Marcus Larson, a vocal opponent of Fargo’s dam project, has been tracking Diversion Authority spending and publishing the monthly totals on his blog at FMDam.org. As of December 31, 2015, the Fargo Diversion Authority has spent approximately $262,000,000.00.

In December alone the Diversion Authority spending averaged $480,000.00 per day. So $1,000.00 hour lawyers is no big deal for these folks.

From what Fargo leaders have spent so far, Fargo could have fought floods for the next two hundred years and still be money ahead.

To put this spending in perspective, Marcus points out that the total cost to Fargo for fighting floods over the past twenty-two years, a period which included the greatest flood in recorded history, was $36,900,000.00. Fargo was reimbursed by the federal government in the amount of $21,600,000.00.

So Fargo grand total flood fighting cost for the past twenty-two years was only $15,300,000.00.

From what Fargo leaders have spent so far, Fargo could have fought floods for the next two hundred years and still be money ahead.

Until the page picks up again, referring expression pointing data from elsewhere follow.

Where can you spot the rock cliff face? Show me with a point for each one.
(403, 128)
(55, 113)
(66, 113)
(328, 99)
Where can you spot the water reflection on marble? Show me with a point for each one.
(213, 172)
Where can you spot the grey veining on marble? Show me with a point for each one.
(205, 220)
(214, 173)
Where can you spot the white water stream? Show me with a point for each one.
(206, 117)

It is also important to note that the committee members who have spent these 261 million tax dollars haven’t managed to move one shovel of dirt on their diversion or their dam. Despite this spending Fargo is still unprotected and in the unlikely event next spring brings a flood, up again will go the clay dike on 2nd street to keep Fargo City Hall from flooding.

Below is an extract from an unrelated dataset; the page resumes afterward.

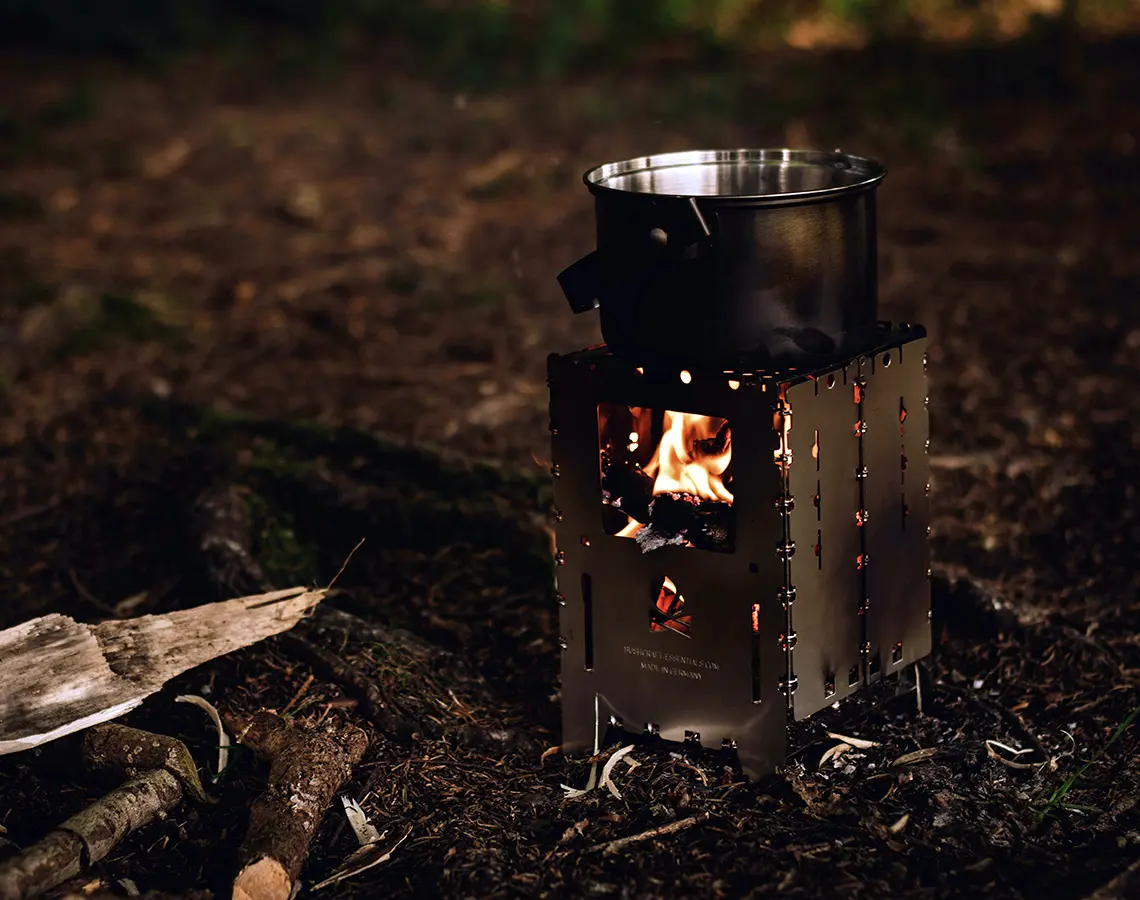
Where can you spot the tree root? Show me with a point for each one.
(307, 767)
(89, 835)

The $1,000.00 an hour New York lawyers are going to try to get Fargo the Public Private Partnership new project start that will be given to one of several competing Army Corps projects. Even if selected, a PPP authorization is no guarantee that there will be any federal funding as Fargo’s project will still have a terrible cost benefit ratio. In April 2011, the Corps estimated that the backlog of its authorized but unfunded construction projects was $62 billion. A Public Private Partnership authorization will however, enable Fargo’s leaders to borrow two billion dollars, secured by the Cass County private property owners who, by a majority, voted against the assessment district.

So these New York lawyers may enable Fargo to borrow billions, secured by private property, against the owner’s wishes, without any means to pay it back, except by taxing private property owners. This is sort of like your unemployed nephew buying a sofa at a rent to own place at 35% interest. A responsible aunt or uncle would refuse to co-sign that loan, but if you are a Cass County resident in the tax assessment district, you were given no choice. In the big scheme of Fargo spending, $1000.00 an hour New York lawyers is small potatoes.

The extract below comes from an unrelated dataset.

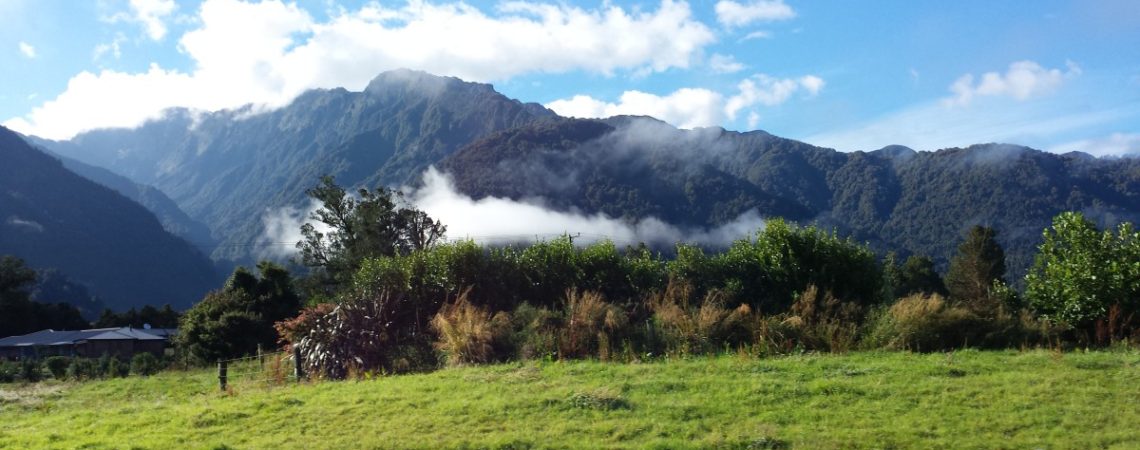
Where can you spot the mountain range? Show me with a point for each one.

Cash Aaland is a resident of rural Richland County, near Christine, North Dakota. He is an attorney practicing in Fargo, ND. He is a board member of the Mndak Upstream Coalition, a non-profit organization composed of 100s of residents and property owners in harm’s way of Fargo-Moorhead and the US Army Corps’ plans to construct dams on the Wild Rice and Red rivers south of Fargo. Cash is also a committee members of the Richland-Wilkin Joint Powers Authority, a political organization made up of 36 political entitles from Richland and Cass County, North Dakota, and Wilkin and Clay Counties in Minnesota. Members include 3 counties, 9 cities, a water-resource district, two school districts and numerous townships.